Facebook doesn’t say how like counts affect the visibility of a post, but we also don’t know how much the like count number affects how a person will interact with a post. This is probably something that could only be known by taking away the counts, but since Facebook users don’t know how their reactions affect a post it doesn’t have the visceral satisfaction of downvoting something you dislike on Reddit and knowing you’re playing a part in suppressing that content.
Here’s another question.

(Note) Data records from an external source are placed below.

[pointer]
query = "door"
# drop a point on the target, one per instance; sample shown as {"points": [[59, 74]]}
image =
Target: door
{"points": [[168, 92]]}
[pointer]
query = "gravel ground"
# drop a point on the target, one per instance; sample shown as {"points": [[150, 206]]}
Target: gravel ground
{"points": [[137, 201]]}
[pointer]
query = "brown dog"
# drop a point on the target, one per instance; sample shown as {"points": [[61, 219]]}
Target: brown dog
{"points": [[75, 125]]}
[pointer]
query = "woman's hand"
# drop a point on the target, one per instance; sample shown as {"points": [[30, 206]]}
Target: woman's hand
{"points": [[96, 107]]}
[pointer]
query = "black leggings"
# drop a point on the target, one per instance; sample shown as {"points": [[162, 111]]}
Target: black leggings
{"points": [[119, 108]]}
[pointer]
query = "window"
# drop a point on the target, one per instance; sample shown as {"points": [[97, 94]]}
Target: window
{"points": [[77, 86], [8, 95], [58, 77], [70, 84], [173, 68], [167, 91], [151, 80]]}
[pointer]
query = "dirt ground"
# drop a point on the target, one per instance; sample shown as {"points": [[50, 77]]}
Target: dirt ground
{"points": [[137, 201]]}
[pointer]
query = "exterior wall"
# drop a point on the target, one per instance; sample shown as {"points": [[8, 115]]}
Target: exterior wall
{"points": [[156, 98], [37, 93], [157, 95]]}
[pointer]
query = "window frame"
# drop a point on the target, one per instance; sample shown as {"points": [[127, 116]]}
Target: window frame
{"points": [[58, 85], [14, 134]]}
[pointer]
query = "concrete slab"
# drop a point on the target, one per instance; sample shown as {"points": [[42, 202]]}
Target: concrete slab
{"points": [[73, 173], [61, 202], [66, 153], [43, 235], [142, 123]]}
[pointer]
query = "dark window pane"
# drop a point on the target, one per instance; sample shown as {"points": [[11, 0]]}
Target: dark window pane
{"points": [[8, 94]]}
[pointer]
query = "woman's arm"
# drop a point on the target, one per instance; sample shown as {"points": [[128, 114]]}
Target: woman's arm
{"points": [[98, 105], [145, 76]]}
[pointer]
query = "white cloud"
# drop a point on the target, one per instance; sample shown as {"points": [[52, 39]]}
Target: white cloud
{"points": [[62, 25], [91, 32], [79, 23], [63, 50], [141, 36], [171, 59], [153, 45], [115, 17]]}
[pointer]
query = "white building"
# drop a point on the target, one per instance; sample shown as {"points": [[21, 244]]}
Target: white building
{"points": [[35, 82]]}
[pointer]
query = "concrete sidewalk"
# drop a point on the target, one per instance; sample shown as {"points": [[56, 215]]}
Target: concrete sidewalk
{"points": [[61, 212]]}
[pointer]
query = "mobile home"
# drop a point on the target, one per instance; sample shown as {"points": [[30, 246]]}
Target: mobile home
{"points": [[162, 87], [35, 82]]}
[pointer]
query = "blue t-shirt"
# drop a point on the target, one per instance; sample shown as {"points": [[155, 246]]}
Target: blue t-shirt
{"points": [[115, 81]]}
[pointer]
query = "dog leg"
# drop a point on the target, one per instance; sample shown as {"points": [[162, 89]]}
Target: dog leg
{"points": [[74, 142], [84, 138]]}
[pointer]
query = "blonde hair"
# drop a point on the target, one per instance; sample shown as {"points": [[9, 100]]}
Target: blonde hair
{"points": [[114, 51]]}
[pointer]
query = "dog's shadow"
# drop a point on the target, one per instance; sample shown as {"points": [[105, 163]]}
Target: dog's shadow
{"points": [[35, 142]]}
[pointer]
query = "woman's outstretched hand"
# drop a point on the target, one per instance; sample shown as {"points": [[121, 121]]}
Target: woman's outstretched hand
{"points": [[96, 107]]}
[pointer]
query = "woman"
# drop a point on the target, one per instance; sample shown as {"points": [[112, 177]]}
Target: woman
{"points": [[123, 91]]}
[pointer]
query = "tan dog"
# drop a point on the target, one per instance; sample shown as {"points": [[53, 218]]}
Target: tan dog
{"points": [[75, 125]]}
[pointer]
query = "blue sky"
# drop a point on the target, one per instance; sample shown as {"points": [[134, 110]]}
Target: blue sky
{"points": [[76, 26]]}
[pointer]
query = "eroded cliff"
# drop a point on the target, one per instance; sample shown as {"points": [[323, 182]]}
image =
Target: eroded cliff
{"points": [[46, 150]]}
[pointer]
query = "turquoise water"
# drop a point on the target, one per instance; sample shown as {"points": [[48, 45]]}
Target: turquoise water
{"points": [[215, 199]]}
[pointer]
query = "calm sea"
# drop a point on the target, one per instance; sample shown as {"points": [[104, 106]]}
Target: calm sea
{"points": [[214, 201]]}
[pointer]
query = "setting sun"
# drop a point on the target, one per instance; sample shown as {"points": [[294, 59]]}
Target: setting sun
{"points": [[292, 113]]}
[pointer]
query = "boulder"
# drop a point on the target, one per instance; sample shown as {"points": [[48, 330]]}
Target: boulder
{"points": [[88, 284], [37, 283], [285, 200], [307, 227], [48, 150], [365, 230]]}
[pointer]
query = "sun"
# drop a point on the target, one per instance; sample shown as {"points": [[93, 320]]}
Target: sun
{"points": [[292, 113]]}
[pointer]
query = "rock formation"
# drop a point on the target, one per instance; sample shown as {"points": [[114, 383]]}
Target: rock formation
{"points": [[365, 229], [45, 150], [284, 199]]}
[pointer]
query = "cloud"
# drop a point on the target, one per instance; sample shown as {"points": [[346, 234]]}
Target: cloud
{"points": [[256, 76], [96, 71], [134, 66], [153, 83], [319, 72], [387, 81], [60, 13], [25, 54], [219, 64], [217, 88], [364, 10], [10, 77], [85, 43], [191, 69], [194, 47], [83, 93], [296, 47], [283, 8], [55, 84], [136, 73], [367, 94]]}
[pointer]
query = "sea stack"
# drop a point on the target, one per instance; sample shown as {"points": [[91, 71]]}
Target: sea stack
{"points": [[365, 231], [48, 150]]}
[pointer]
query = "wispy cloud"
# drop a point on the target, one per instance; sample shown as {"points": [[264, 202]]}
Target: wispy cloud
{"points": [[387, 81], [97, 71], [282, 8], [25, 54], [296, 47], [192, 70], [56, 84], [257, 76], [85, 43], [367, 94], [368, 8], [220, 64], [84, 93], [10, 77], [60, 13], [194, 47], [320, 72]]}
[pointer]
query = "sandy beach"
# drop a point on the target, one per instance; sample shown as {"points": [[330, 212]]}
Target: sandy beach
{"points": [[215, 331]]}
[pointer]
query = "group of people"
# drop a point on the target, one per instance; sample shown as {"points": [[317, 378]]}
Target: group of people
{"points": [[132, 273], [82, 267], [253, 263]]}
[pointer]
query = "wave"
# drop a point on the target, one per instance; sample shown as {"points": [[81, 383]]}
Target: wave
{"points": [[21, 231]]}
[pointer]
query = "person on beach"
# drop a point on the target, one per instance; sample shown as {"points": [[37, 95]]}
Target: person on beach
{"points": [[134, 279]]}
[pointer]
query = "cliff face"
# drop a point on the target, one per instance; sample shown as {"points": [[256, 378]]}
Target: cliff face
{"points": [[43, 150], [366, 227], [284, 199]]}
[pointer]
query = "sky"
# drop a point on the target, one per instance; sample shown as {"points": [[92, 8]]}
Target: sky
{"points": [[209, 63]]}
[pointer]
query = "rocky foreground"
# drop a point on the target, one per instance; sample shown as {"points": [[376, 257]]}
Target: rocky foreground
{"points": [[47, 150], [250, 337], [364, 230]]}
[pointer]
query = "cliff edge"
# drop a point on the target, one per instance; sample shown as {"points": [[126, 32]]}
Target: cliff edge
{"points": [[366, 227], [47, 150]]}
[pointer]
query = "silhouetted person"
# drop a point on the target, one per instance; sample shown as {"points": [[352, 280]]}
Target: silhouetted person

If removing the like numbers changes user behavior, will Facebook change their algorithm to suit? There doesn’t seem to be any harm in keeping the total like numbers in use behind the scenes for ranking, but that may depend on how users interact with the platform after its removal. If it turns out that it truly was a vanity metric that could shake up how Facebook decides to show content and that could affect marketers.
How would a marketer treat social media content in this situation? One way might be to look at them as a form of PPC ad. Instead of measuring likes, you’d find some way to measure how many people saw the content and then did something with it. Facebook does have a “people reached” metric that shows how they say the post, so it wouldn’t be that hard to measure.
It may even be a blessing in disguise. Clicking the like button is about as low-effort as you can get for showing your approval of something. Far better signals for brand interaction are clicking links or commenting on posts. Plus, if your goal is something beyond sheer promotion then likes aren’t the best metric for measuring social media success anyway.
By this point, marketers should expect a major algorithm change to shake up the marketing space every few years or so anyway. Things change. If we can end up with healthier marketing and a better social media experience from it, all the better. Social media companies (and Google) hold many of the cards. We have to dance to their tune.
The jury is still out on whether science says if social media as a whole is harmful to humans or not, but the evidence is mounting that something about it is causing harm. Social media companies are reacting to these studies through experiments to help reduce that harm without affecting how much people use the site. Marketers can’t control how people view social media sites, but they do have to respond to any changes if they want to stay competitive.
It may also be time to stop asking people to click on that like button or to run contests about getting the most likes on something. If the social comparisons we make using likes as a measuring stick are as dangerous as psychologists are suggesting, then we share a responsibility for reducing that harm if we can.
Marketers shouldn’t be in the business of using practices that cause harm to other people, whether that’s lying about a product or using techniques that have been shown to cause psychological harm. And if that means laying off the like button, so be it!